In theory, AI agents—provided with the right tools—are entirely capable of executing this flow from start to finish.

Am I going to let AI agents run my money completely unsupervised right now? Absolutely not. 😅 I am leaving that test for the very end! But with strict human-in-the-loop approval gates, this level of autonomous execution isn't just a sci-fi dream anymore. It is something we can actually test today.

🚀 The Future is Optional

This entire architecture is highly experimental and dances right on the bleeding edge of state-of-the-art tech.

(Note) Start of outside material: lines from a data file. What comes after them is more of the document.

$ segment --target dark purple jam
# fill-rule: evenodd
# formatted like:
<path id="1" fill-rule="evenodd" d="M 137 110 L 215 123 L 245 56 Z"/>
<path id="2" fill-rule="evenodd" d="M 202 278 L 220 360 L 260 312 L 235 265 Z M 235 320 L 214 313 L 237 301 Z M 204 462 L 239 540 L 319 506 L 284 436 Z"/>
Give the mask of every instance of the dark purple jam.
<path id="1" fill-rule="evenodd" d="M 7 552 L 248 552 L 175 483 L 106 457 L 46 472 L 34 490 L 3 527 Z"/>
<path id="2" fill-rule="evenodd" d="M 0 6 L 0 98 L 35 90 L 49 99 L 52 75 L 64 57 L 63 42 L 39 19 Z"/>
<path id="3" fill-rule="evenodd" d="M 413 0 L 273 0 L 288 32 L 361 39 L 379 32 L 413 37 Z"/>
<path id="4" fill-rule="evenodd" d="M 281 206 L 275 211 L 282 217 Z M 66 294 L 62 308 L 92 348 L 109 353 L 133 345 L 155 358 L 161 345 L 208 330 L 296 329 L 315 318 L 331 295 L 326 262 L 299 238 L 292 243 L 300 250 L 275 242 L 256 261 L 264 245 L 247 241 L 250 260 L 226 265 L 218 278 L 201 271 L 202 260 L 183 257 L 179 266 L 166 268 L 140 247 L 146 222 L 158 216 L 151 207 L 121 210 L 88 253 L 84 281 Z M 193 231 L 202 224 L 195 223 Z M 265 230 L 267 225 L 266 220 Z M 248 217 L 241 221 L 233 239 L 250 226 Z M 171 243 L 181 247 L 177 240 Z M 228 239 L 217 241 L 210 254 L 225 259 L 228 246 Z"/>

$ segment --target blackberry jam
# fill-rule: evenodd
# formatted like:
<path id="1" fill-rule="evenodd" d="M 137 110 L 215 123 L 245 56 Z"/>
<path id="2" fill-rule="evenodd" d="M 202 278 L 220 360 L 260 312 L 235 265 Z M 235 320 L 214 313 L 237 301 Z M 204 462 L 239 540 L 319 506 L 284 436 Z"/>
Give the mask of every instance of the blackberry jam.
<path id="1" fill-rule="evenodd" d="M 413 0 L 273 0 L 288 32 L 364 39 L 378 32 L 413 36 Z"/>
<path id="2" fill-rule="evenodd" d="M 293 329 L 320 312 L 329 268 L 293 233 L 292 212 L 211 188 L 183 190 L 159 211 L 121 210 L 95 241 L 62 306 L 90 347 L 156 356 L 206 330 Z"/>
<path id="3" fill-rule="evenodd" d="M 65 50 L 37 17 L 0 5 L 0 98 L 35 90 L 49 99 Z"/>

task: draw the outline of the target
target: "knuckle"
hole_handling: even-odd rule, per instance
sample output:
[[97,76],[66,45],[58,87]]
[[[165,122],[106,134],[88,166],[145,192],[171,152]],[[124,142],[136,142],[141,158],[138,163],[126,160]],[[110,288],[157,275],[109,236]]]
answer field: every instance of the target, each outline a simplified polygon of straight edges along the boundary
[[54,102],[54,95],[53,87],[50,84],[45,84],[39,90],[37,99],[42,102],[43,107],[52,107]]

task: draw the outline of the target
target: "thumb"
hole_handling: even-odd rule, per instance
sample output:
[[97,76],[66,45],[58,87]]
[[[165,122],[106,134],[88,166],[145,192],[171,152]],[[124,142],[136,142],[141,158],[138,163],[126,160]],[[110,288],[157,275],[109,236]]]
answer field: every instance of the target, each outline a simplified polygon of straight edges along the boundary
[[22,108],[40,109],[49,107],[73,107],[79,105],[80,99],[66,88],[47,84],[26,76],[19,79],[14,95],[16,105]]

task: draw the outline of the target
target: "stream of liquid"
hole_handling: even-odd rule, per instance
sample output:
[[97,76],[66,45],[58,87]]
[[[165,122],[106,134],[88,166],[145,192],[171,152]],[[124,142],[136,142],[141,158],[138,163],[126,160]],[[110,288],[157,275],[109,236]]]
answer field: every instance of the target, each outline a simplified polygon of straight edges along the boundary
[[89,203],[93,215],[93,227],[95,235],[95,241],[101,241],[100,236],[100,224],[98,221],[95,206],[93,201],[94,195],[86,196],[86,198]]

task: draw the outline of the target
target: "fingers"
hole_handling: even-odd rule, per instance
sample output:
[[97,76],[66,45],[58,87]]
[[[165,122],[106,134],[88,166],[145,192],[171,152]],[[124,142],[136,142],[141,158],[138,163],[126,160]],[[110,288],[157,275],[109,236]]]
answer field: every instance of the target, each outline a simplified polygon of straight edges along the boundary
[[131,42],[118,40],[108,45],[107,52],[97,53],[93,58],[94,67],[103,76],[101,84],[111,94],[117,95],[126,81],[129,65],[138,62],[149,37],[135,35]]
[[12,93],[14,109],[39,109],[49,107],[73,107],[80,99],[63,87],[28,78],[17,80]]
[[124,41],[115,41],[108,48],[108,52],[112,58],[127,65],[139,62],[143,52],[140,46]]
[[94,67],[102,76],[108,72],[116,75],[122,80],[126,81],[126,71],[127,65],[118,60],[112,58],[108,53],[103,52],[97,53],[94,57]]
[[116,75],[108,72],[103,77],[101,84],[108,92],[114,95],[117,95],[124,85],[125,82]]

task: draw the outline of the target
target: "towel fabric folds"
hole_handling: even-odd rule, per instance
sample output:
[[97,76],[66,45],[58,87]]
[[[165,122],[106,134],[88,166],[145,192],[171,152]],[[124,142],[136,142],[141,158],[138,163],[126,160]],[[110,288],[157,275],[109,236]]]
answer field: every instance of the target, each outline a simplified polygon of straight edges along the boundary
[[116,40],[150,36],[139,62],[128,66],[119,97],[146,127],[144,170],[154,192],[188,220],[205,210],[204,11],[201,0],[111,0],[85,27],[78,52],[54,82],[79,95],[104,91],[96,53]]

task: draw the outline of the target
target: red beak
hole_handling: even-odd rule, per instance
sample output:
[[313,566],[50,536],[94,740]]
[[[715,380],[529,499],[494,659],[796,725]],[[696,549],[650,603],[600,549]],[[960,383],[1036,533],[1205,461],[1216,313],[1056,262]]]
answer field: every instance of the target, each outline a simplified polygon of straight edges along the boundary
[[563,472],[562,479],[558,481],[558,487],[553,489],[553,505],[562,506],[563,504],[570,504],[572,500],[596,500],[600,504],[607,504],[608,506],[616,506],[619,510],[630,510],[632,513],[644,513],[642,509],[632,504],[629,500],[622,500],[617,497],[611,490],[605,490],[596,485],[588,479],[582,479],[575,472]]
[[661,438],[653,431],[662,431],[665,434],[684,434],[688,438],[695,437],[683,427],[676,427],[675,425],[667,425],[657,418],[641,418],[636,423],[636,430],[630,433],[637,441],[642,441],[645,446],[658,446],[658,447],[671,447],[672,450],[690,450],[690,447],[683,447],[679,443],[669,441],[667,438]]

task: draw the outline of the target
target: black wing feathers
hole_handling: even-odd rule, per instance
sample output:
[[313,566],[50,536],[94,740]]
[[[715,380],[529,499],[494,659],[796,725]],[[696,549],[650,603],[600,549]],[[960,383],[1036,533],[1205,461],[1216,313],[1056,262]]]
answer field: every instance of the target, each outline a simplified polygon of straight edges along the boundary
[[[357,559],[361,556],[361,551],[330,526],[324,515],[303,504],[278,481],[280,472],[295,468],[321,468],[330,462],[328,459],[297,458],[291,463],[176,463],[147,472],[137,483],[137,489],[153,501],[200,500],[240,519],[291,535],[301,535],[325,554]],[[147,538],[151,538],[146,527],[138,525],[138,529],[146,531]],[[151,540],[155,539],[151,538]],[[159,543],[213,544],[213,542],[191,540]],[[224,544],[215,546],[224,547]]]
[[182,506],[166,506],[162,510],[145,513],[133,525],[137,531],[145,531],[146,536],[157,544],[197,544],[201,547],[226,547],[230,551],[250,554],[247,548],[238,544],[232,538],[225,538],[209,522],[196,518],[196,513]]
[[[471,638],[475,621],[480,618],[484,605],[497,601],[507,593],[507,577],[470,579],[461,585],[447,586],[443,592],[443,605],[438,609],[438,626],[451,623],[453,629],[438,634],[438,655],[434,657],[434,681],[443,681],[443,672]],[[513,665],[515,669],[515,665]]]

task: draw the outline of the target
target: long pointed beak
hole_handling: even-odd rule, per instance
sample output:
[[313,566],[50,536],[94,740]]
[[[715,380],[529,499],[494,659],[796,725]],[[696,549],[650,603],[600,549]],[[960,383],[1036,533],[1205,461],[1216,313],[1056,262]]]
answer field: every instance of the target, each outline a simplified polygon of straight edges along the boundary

Prominent tech leaders like Sam Altman have publicly predicted that we will see the first one-person billion-dollar company. We are moving from an era where scaling output meant scaling headcount, to an era where a single operator can orchestrate an entire digital enterprise.

For me, building this virtual team is a way to learn, prepare, and adapt. What will companies look like when they are completely run by AI? What is the role of a human when traditional work becomes optional?

I am incredibly optimistic. By delegating the routine, the operational, and the mundane to brilliant virtual agents, we free ourselves up to do what humans do best: dream, connect, and write our own stories.